The metamodel area of applicability is shown in shades of gray. Red areas were excluded from metamodel predictions due to their high dissimilarity with the environments explored by data used to train the metamodel. Color darkness represents the crop harvested area of each crop and water regime combination as percentage of the total area of each pixel. White areas have < 0.5% of given crop and water regime and were not considered.

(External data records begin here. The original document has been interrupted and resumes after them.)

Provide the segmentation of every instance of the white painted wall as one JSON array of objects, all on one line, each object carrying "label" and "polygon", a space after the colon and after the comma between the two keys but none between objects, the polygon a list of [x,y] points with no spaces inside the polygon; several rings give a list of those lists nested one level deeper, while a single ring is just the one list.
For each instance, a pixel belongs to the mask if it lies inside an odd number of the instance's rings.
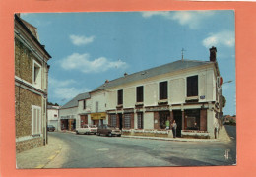
[{"label": "white painted wall", "polygon": [[153,112],[145,112],[144,114],[144,129],[154,129],[154,113]]}]

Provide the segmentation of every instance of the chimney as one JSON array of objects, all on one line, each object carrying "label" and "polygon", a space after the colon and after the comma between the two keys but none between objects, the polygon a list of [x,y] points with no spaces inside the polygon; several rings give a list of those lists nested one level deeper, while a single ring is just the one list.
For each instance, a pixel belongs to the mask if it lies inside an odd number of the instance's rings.
[{"label": "chimney", "polygon": [[210,48],[209,50],[210,50],[210,61],[216,62],[216,53],[217,53],[216,47],[212,46],[212,48]]}]

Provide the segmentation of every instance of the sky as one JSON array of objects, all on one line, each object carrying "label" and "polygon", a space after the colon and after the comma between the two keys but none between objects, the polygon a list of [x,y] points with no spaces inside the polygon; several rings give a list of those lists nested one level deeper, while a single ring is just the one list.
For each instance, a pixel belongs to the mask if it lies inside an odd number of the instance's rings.
[{"label": "sky", "polygon": [[[217,61],[226,98],[236,114],[234,11],[23,13],[38,29],[48,61],[48,100],[64,105],[105,82],[181,59]],[[231,83],[225,83],[232,81]]]}]

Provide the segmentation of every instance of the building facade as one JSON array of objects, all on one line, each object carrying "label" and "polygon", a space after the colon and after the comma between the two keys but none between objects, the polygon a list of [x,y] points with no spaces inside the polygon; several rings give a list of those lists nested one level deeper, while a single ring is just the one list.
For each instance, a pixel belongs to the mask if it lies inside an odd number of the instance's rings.
[{"label": "building facade", "polygon": [[179,60],[106,81],[94,91],[105,94],[107,123],[123,131],[169,130],[175,120],[179,137],[216,138],[222,115],[216,52],[210,49],[210,61]]},{"label": "building facade", "polygon": [[45,145],[47,64],[51,56],[40,44],[37,29],[15,15],[16,150]]},{"label": "building facade", "polygon": [[59,108],[60,106],[47,106],[47,124],[53,125],[59,131]]},{"label": "building facade", "polygon": [[[59,130],[74,131],[81,127],[81,116],[79,115],[79,100],[90,98],[88,92],[78,94],[59,109]],[[83,117],[82,117],[82,120]]]}]

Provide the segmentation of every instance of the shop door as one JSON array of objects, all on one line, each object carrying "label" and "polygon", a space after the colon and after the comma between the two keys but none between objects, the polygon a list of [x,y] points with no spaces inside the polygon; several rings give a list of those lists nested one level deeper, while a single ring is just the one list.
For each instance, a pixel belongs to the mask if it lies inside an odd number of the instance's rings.
[{"label": "shop door", "polygon": [[123,128],[123,115],[118,114],[118,117],[119,117],[119,129],[122,130],[122,128]]},{"label": "shop door", "polygon": [[182,112],[181,112],[181,110],[173,110],[173,118],[177,124],[177,137],[181,137],[181,130],[182,130]]}]

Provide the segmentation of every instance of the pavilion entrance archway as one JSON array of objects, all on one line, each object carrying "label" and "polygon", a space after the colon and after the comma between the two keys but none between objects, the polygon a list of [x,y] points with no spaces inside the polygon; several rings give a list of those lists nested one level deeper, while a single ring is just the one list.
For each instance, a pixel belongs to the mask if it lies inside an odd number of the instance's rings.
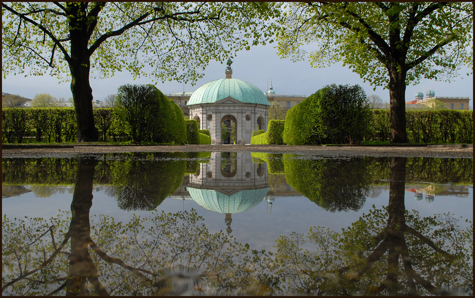
[{"label": "pavilion entrance archway", "polygon": [[264,118],[262,116],[257,118],[257,129],[264,129]]},{"label": "pavilion entrance archway", "polygon": [[232,115],[226,115],[221,118],[221,144],[234,144],[236,142],[238,120]]},{"label": "pavilion entrance archway", "polygon": [[200,118],[198,116],[195,116],[193,117],[193,120],[196,120],[196,122],[198,122],[198,129],[201,129],[201,124],[200,122]]}]

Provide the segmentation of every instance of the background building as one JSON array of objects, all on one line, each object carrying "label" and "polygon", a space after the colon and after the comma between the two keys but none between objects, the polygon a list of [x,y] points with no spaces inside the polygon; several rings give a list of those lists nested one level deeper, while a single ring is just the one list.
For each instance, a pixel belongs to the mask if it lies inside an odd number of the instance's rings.
[{"label": "background building", "polygon": [[406,103],[406,107],[409,106],[413,108],[443,108],[449,110],[468,110],[470,109],[468,97],[437,97],[435,92],[432,89],[429,89],[425,94],[418,91],[416,94],[415,100]]}]

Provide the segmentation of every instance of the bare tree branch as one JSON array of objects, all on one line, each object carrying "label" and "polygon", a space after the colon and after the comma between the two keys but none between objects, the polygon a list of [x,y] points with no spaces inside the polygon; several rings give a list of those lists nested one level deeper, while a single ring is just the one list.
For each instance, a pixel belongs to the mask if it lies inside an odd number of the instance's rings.
[{"label": "bare tree branch", "polygon": [[[45,27],[44,27],[41,24],[38,23],[37,22],[35,22],[35,21],[32,20],[31,19],[27,17],[27,16],[25,15],[22,15],[21,13],[20,13],[18,11],[16,11],[14,9],[11,8],[8,5],[4,4],[3,2],[2,2],[1,6],[3,7],[4,8],[5,8],[5,9],[6,9],[7,10],[11,12],[15,15],[16,15],[19,17],[21,19],[23,19],[23,20],[26,22],[28,22],[28,23],[30,23],[30,24],[32,24],[33,26],[36,26],[36,27],[39,28],[40,30],[42,31],[45,34],[49,36],[50,38],[51,38],[53,40],[53,41],[55,43],[55,44],[56,44],[59,48],[59,49],[61,50],[61,51],[62,52],[63,54],[64,55],[64,59],[66,60],[66,61],[69,62],[69,60],[70,60],[70,57],[69,57],[69,55],[67,51],[66,50],[66,49],[64,49],[64,48],[62,46],[62,45],[61,44],[61,42],[59,41],[59,40],[57,38],[57,37],[55,36],[55,35],[53,34],[52,32],[51,32],[50,30],[48,30],[46,28],[45,28]],[[35,52],[35,53],[36,53]],[[43,58],[41,56],[40,56],[40,57],[41,58]],[[44,58],[43,58],[43,59],[46,60],[46,59],[45,59]],[[47,60],[46,61],[47,62],[48,62]],[[51,66],[51,65],[50,65],[50,66]]]},{"label": "bare tree branch", "polygon": [[[2,3],[2,5],[3,5],[3,3]],[[6,284],[4,286],[1,287],[1,292],[3,292],[5,289],[8,288],[10,286],[11,286],[15,283],[18,282],[18,281],[21,280],[22,279],[27,277],[27,276],[31,275],[35,272],[38,271],[38,270],[40,270],[42,269],[43,268],[44,268],[45,267],[46,267],[48,264],[51,262],[51,261],[55,258],[56,255],[59,252],[59,251],[61,249],[62,249],[62,248],[64,247],[64,246],[66,245],[66,243],[67,243],[67,242],[69,241],[70,238],[70,236],[68,234],[66,234],[66,236],[64,238],[64,240],[63,241],[62,243],[61,244],[59,247],[58,248],[58,249],[56,249],[53,252],[53,254],[52,254],[51,256],[49,257],[49,258],[48,258],[47,260],[46,260],[46,261],[42,263],[38,267],[38,268],[34,269],[32,270],[31,270],[28,272],[26,272],[26,273],[22,274],[20,276],[17,277],[13,280],[11,281],[11,282]]]}]

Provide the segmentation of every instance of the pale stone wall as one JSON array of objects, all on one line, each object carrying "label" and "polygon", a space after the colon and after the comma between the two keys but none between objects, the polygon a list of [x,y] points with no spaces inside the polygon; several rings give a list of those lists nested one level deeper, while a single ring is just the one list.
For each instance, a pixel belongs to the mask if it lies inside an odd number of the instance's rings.
[{"label": "pale stone wall", "polygon": [[251,142],[252,131],[257,128],[257,118],[263,119],[261,129],[267,130],[269,106],[263,104],[242,103],[228,98],[213,103],[203,103],[189,106],[190,119],[195,116],[200,119],[200,129],[209,129],[212,144],[221,144],[221,122],[229,115],[236,119],[236,144],[248,144]]},{"label": "pale stone wall", "polygon": [[236,157],[236,173],[232,177],[227,177],[221,170],[222,162],[226,159],[222,158],[221,152],[211,152],[209,162],[200,164],[199,174],[189,175],[188,186],[217,190],[228,189],[232,193],[269,187],[265,163],[253,163],[250,152],[238,152]]}]

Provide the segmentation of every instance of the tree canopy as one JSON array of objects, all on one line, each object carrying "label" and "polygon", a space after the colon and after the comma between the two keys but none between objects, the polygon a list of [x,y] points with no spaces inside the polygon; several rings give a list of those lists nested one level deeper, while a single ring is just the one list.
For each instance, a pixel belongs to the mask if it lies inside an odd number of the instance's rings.
[{"label": "tree canopy", "polygon": [[193,81],[210,61],[224,61],[272,33],[278,10],[261,2],[2,2],[2,71],[68,80],[78,141],[97,139],[91,74],[128,70],[162,81]]},{"label": "tree canopy", "polygon": [[[393,142],[407,141],[406,85],[472,66],[472,2],[292,2],[282,15],[281,56],[318,67],[341,61],[389,90]],[[308,52],[309,44],[316,49]]]}]

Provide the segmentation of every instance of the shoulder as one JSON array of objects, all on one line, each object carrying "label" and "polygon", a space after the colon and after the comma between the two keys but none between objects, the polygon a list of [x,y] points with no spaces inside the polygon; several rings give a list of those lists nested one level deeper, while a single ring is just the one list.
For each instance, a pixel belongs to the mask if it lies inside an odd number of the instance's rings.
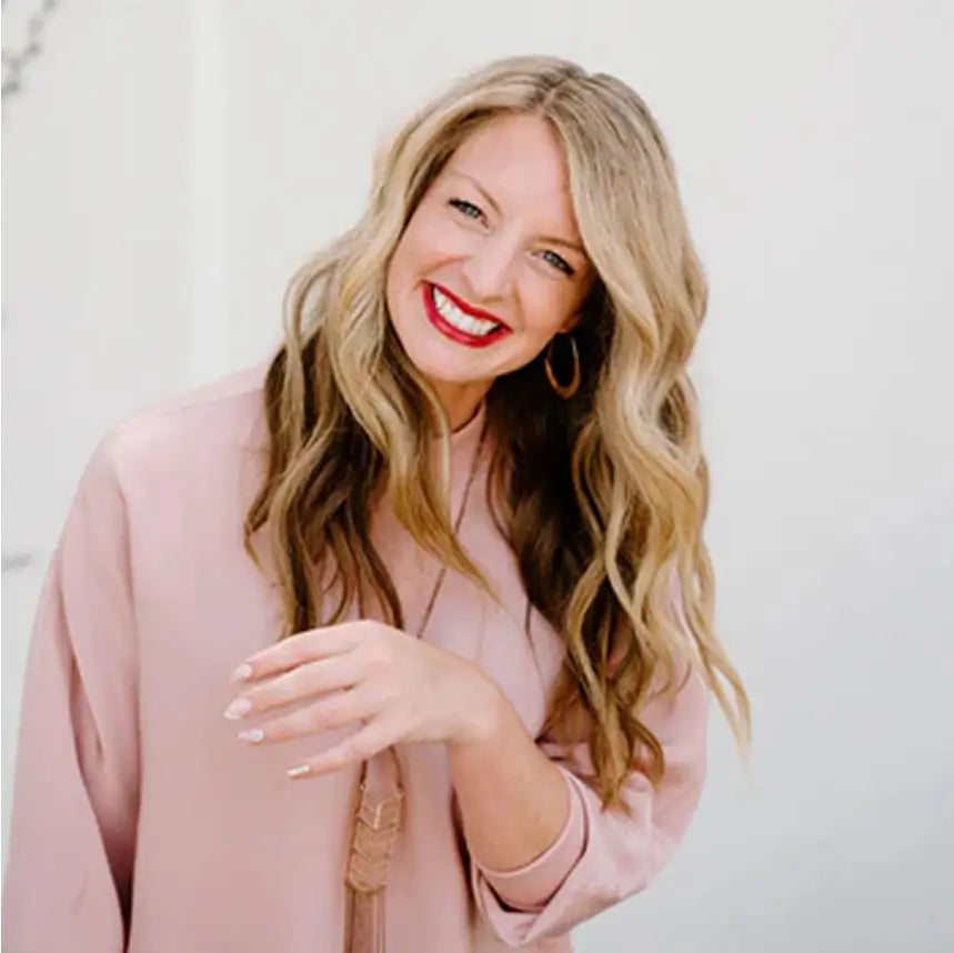
[{"label": "shoulder", "polygon": [[93,449],[82,485],[134,490],[163,474],[209,472],[261,452],[268,367],[245,367],[116,423]]}]

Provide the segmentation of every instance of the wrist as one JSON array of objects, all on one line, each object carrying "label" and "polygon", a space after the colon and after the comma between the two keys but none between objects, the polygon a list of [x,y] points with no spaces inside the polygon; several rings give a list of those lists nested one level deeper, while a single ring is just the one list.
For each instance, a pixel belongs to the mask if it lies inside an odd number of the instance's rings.
[{"label": "wrist", "polygon": [[461,724],[448,739],[448,748],[468,749],[492,743],[506,716],[508,699],[482,671],[478,671],[475,691],[462,711]]}]

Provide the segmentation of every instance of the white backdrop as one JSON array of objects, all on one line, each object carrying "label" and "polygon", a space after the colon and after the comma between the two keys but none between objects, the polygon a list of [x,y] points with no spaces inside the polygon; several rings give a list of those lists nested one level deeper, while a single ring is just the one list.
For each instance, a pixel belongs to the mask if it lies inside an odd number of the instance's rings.
[{"label": "white backdrop", "polygon": [[755,723],[746,773],[713,710],[675,860],[578,949],[952,949],[950,26],[940,0],[64,0],[3,118],[4,857],[32,611],[96,440],[265,355],[423,96],[550,52],[637,89],[680,169]]}]

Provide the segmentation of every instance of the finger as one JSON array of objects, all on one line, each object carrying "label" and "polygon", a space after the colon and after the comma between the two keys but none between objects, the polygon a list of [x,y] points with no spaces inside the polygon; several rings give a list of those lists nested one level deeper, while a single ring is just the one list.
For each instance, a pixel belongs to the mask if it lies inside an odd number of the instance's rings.
[{"label": "finger", "polygon": [[394,719],[378,718],[341,744],[310,758],[285,773],[291,779],[315,778],[338,771],[349,764],[366,761],[396,744],[404,736],[403,728]]},{"label": "finger", "polygon": [[298,632],[249,655],[230,679],[233,682],[252,682],[287,672],[305,662],[340,655],[358,644],[363,625],[363,621],[343,622]]},{"label": "finger", "polygon": [[241,731],[239,738],[252,744],[270,744],[343,728],[362,719],[373,718],[378,713],[378,706],[371,694],[360,689],[333,692],[291,714],[272,719],[258,728]]},{"label": "finger", "polygon": [[225,709],[225,718],[247,718],[302,699],[353,688],[361,682],[363,670],[361,658],[354,653],[307,662],[270,681],[260,680]]}]

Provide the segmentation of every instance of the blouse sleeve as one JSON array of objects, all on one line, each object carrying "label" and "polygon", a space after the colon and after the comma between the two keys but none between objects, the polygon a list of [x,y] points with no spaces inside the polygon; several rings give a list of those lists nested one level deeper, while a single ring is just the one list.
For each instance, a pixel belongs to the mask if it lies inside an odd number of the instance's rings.
[{"label": "blouse sleeve", "polygon": [[[683,671],[685,676],[685,671]],[[659,739],[665,772],[651,784],[633,772],[622,795],[631,809],[603,811],[581,778],[592,762],[585,742],[565,746],[541,739],[573,800],[566,826],[541,857],[503,874],[471,864],[478,909],[511,946],[563,935],[619,901],[644,890],[673,855],[699,803],[706,768],[707,691],[691,670],[671,692],[654,698],[641,721]]]},{"label": "blouse sleeve", "polygon": [[139,790],[125,506],[103,441],[34,616],[23,683],[3,949],[125,949]]}]

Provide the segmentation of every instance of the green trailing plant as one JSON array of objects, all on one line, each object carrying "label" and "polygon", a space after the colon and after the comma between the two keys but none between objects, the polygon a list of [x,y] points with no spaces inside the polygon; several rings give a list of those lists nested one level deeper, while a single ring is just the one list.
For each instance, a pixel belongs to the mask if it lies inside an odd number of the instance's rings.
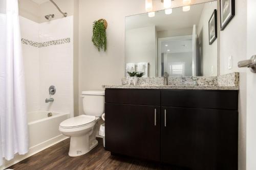
[{"label": "green trailing plant", "polygon": [[95,20],[93,22],[92,41],[99,52],[100,49],[104,49],[104,51],[106,51],[106,34],[103,20]]},{"label": "green trailing plant", "polygon": [[127,73],[128,74],[128,75],[129,75],[130,77],[135,77],[136,76],[137,74],[138,73],[138,72],[135,72],[135,71],[129,72],[129,71],[127,71]]},{"label": "green trailing plant", "polygon": [[135,75],[135,76],[137,77],[142,77],[144,75],[145,75],[144,74],[144,72],[137,72],[137,74]]}]

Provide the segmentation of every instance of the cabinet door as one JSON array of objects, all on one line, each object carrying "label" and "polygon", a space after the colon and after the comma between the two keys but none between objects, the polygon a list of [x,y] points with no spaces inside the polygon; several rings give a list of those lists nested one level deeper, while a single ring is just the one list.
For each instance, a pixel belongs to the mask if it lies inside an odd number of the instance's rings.
[{"label": "cabinet door", "polygon": [[106,103],[105,112],[106,150],[160,160],[160,107]]},{"label": "cabinet door", "polygon": [[161,110],[162,162],[197,170],[238,169],[237,111]]}]

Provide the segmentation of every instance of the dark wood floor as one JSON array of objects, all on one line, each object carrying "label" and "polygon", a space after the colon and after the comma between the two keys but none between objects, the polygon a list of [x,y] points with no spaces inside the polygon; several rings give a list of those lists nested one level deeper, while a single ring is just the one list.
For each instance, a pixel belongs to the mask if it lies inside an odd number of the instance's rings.
[{"label": "dark wood floor", "polygon": [[9,168],[18,170],[79,170],[79,169],[184,169],[161,165],[123,156],[111,155],[105,151],[102,139],[98,139],[99,144],[89,153],[71,157],[69,156],[70,139],[50,147]]}]

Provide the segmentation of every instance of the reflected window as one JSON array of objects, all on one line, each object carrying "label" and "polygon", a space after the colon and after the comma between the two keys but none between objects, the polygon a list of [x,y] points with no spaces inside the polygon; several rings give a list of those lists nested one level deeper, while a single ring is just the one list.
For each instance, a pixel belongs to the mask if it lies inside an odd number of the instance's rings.
[{"label": "reflected window", "polygon": [[185,63],[168,63],[168,74],[171,76],[185,76]]}]

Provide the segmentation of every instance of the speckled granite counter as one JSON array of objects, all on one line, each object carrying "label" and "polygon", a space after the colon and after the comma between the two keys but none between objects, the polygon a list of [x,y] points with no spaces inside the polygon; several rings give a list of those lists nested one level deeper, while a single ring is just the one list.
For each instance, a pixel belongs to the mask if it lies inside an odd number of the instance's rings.
[{"label": "speckled granite counter", "polygon": [[122,79],[120,85],[103,85],[103,88],[163,89],[192,90],[239,90],[239,73],[218,77],[168,77],[169,85],[163,85],[163,77],[138,78],[136,85],[128,85],[127,79]]},{"label": "speckled granite counter", "polygon": [[190,85],[103,85],[103,88],[127,88],[145,89],[190,89],[190,90],[235,90],[239,89],[238,86],[190,86]]}]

Crop harvested areas were retrieved from SPAM17.

Source data

Extended Data Fig. 2 Global gridded yield potential (Ypot) comparison of two approaches.

Comparison of gridded Ypot predictions based on country-blind climate zones extrapolation (left panels) and metamodel (right panels) versus site-level Ypot from the Global Yield Gap Atlas (GYGA Ypot) for three crops and two water regimes. Each point represents a simulation site (reference weather station). Predictions were derived following nearest-neighbor-distance-matching leave-one-out cross-validation method. The root mean square error relative to GYGA Ypot average (RSME %, also known as normalized RMSE) is shown for each method and crop combination. Other model performance metrics are shown in Supplementary Table 2.

Source data

Extended Data Fig. 3 National gridded yield potential (Ypot) comparison of two approaches.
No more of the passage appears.